В полуторагодовалом её возрасте мне вновь представился случай её усыплять. Так вот, «Дороги…» ей были уже не в кайф. И тут я вспомнил, что меня мама усыпляла песней другой войны, гражданской, — «О Щорсе». Песню эту я до сих пор помню почти полностью, хотя прошло уже больше тридцати лет.
Ну и спел. Не помогло. Маленькое чудобушко забралось на меня, прильнуло к шее и противненько ныло, иногда переходя на дикий ор. Спасло то, что сейчас строжайше запрещено: я стал ей петь лихие матерные песни, но нараспев, как русские народные и другие хороводные песни. Минут через десять-тридцать моего благоматерного пения девчушка успокоилась. Времени было четыре утра.

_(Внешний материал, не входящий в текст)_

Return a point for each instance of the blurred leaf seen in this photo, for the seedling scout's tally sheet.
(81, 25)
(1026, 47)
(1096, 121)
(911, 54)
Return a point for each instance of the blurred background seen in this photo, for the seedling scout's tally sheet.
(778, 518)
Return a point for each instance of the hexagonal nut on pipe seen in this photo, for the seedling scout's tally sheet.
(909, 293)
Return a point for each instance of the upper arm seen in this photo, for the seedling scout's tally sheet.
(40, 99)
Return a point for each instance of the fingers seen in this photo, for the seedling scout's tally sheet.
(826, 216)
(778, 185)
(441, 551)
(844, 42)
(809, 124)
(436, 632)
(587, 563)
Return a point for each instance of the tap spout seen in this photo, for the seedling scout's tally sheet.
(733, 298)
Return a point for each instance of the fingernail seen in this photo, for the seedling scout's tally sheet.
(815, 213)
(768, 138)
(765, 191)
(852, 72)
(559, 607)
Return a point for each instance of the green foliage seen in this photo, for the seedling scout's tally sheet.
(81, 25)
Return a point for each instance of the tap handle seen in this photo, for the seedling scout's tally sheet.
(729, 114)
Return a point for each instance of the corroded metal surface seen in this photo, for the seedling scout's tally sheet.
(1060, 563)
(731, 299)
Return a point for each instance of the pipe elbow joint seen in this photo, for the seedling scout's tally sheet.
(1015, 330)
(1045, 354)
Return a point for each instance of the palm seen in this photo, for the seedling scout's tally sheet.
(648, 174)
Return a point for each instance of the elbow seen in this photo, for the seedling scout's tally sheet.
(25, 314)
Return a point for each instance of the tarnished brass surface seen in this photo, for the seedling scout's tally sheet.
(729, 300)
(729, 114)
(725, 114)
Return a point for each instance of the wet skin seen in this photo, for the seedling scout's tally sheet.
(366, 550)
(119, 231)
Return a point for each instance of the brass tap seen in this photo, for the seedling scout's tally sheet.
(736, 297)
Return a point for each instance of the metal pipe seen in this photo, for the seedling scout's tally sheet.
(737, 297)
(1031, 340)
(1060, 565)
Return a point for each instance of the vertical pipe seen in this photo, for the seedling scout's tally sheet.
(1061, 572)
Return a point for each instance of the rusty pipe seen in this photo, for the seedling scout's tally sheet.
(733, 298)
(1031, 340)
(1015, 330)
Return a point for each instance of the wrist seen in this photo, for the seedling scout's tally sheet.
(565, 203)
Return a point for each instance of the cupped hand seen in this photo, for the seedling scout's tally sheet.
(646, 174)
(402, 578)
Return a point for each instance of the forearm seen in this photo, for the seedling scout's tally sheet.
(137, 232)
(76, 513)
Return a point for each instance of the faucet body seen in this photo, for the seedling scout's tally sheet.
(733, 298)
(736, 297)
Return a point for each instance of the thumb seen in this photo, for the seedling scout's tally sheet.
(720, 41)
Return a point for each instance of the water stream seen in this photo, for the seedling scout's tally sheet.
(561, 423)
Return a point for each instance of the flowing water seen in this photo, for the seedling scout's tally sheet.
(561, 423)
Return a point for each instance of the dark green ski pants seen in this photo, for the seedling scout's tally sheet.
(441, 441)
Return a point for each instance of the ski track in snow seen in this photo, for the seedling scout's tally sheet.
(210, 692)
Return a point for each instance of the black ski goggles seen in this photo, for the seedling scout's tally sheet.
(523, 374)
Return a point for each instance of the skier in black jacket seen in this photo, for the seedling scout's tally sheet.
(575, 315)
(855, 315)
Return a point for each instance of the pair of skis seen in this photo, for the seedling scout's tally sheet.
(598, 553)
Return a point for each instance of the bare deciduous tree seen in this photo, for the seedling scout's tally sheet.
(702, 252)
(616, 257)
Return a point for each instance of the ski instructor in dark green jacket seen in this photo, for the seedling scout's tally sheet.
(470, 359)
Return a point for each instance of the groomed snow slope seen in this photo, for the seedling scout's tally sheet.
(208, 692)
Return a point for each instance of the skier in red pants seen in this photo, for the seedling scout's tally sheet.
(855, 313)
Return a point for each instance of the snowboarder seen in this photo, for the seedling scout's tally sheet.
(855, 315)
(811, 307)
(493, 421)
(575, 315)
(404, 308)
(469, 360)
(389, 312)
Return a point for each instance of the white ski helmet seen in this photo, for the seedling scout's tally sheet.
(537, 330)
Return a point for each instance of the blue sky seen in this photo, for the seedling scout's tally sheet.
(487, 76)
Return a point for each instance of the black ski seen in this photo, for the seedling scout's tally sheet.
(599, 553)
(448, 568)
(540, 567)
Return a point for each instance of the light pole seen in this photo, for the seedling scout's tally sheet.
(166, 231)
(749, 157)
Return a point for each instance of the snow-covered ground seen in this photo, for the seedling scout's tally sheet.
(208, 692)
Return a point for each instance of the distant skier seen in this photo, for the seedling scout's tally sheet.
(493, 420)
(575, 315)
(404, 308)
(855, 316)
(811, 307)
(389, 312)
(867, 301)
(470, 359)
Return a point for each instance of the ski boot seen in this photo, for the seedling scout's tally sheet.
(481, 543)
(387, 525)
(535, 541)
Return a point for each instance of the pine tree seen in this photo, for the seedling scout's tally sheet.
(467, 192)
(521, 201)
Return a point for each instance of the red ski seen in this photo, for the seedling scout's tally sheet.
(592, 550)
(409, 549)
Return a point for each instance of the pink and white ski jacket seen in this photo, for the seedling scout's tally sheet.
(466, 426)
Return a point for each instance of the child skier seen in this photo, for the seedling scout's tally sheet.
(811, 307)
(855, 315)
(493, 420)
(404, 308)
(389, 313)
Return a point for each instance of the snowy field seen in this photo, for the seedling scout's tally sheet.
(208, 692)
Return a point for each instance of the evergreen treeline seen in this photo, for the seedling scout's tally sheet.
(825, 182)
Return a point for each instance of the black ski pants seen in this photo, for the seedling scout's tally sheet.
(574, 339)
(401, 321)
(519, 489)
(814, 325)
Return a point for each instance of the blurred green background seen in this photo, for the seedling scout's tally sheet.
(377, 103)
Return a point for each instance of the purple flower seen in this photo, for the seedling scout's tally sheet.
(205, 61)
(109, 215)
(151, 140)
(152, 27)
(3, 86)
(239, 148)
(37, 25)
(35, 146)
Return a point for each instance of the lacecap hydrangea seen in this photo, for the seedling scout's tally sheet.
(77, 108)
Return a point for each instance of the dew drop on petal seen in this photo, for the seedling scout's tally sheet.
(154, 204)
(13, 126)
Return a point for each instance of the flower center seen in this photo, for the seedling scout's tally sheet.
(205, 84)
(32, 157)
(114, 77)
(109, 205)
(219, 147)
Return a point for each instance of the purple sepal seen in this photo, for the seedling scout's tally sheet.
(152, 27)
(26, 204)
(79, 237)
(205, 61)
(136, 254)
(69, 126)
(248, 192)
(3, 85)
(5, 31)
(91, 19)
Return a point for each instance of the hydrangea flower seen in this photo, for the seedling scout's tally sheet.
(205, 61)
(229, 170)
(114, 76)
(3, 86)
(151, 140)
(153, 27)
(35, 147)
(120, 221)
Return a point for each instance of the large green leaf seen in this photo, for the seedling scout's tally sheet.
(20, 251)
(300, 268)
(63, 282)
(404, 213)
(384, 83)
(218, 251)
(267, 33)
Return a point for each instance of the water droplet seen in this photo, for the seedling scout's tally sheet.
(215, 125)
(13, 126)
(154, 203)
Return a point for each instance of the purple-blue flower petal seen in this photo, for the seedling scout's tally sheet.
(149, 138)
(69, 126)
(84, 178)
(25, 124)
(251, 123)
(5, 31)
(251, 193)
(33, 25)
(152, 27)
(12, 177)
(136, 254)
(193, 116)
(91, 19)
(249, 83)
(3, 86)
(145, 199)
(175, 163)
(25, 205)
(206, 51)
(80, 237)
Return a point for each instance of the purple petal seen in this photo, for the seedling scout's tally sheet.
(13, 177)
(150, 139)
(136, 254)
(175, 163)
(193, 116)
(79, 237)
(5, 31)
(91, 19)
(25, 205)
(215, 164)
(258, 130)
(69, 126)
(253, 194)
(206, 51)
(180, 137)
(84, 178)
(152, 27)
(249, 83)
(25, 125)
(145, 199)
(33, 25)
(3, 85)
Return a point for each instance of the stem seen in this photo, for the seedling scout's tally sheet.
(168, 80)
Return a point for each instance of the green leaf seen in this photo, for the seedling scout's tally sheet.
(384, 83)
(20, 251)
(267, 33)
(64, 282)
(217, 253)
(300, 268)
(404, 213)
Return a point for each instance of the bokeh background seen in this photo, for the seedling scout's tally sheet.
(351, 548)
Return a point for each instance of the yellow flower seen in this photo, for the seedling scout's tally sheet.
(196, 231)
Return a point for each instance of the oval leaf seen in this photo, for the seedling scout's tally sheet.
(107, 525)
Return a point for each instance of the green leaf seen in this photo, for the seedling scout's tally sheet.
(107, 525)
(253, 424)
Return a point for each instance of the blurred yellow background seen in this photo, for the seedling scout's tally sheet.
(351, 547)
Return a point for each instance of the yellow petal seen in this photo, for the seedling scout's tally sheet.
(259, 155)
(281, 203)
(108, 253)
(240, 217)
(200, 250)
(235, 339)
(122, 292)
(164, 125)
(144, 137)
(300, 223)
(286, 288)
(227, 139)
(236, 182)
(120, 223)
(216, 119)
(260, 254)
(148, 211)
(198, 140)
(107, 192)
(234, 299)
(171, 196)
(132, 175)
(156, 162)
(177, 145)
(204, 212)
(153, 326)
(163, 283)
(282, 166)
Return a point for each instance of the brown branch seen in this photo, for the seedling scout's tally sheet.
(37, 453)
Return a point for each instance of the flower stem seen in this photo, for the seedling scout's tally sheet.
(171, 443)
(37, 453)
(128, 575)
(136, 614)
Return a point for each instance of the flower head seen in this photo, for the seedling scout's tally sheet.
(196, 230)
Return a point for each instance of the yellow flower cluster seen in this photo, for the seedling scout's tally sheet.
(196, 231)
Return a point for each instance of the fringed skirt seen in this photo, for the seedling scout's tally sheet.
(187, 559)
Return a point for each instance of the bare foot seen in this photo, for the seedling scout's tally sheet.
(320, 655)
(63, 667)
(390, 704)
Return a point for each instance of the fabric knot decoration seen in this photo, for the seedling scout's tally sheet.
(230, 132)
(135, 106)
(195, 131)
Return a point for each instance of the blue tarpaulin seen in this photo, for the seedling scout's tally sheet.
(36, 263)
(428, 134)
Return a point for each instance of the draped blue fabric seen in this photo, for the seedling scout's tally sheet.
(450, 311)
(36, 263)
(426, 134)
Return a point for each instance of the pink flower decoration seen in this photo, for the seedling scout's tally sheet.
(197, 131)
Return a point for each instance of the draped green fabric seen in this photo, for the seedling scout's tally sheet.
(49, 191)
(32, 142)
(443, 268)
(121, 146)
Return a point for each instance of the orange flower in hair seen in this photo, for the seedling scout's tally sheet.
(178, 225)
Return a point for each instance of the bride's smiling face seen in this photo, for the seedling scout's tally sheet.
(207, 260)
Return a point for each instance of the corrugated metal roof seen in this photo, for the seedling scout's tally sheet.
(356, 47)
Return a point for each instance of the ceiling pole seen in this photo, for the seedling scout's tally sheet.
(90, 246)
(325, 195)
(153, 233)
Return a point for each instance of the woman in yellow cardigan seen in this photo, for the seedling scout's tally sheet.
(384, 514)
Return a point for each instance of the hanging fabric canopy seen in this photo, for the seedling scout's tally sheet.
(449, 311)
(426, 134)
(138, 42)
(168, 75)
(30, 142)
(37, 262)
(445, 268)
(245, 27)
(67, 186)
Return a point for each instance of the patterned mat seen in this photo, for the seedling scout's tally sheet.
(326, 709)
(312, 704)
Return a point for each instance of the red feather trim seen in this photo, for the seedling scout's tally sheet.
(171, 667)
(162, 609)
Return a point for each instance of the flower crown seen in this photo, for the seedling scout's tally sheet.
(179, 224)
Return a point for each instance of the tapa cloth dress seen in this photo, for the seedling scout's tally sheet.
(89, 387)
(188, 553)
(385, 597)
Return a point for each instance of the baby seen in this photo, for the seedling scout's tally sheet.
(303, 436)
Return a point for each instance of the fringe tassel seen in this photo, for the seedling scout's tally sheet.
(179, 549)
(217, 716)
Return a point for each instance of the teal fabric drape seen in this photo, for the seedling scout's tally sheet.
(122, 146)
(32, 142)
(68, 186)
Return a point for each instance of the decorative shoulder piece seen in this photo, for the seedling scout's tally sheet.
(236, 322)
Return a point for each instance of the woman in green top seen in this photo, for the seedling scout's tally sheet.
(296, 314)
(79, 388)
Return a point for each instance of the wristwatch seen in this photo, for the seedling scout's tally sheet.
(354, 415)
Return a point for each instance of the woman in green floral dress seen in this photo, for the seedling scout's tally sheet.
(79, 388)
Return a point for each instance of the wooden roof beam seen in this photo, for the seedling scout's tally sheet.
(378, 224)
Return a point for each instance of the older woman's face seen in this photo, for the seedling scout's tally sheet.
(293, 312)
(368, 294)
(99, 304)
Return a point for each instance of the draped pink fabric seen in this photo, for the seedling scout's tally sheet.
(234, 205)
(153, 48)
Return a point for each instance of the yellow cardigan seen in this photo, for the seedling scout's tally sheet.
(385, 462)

Намедни — опять. Новогодне-рождественские праздники ребёнка избаловали, ей нет ещё и трёх, а спать ложится в час и то с ревом. Думаю, ладно, вспомним старое: лёг с ней, спел по старинке про дороги, не помогло, тогда я решил использовать тяжёлую артиллерию. «Тёмная ночь…» — услышав фальшивые ноты моего хрипловато-сиповатого голоса, она прижалась ко мне, обняла и вроде бы начала сопеть, время от времени открывая глаза. Потом была яркая вспышка «Катюши», тихонечко исполняемая мной. Вроде бы все… Затихла. Контратаки нет. Э, нет, опять глаза открылись, ноги задергались.
Я дал залп из пары песен Игоря Растеряева (об одной из них в Р.S.), и-и-и на тихой атаке русской народной разведки «Ой, мороз-мороз» её сморило. Я, рыча тихонько танком, в такт последней мелодии, сполз с дивана на пол, отцепив от шеи её руку, и побрёл быстренько в ограду дома. Только успел затянуться в тридцатичетырёхградусной морозной мгле, как услышал послеполуночный женский крик: «Тебе что, папа зря песенки пел? Марш спать!».
Оказалось, это чудо притворялось, и как только я вышел за двери, дочь соскочила с дивана и спросила маму, то бишь мою супругу Катерину: «А куда папаська пошёл?».
P.S. Эта девочка родилась в День защитника Отечества, как и мой дед, правда, он уже ушёл в Валгаллу (надеюсь) ровно за два месяца до её рождения.
Причем здесь песня «дяди Васи Мохова» — «Ево-е»? Да дело в том, что, сколько б я её ни пел «под гитару», у дочи текут слезы, но она не ревёт, они просто катятся. Она под конец песни просто подходит и кладет руку на струны и говорит: «Папа, папа, не пой…».
Ой, да ево-е, ево-е, ево-е
Падал белый снег во степи в декабре,
Падал белый снег, догорала заря,
На коленях мамка качала меня,
На коленях мамка качала меня.
А под вечер месяц в окно заглянул,
На руках у мамки я крепко уснул,
Снилось, как у печки зажмурился кот
И бабуня пряжу на прялке прядёт,
И бабуня пряжу на прялке прядёт.
Ой, да ево-е, ево-е, ево-е,
Распрягает батька коней во дворе,
Распрягает батька коней во дворе,
От мороза гривы у них в серебре,
От мороза гривы у них в серебре.
С той поры прошло сорок лет, сорок зим,
Сам уж я дорос до белёсых седин.
Ой, да ево-е, ево-е, ево-е,
Падал белый снег во степи в декабре.
Падал белый снег во степи в декабре.
Её слезы — что это? Тоска по будущему потерянному? Или по тому, что мы уже потеряли?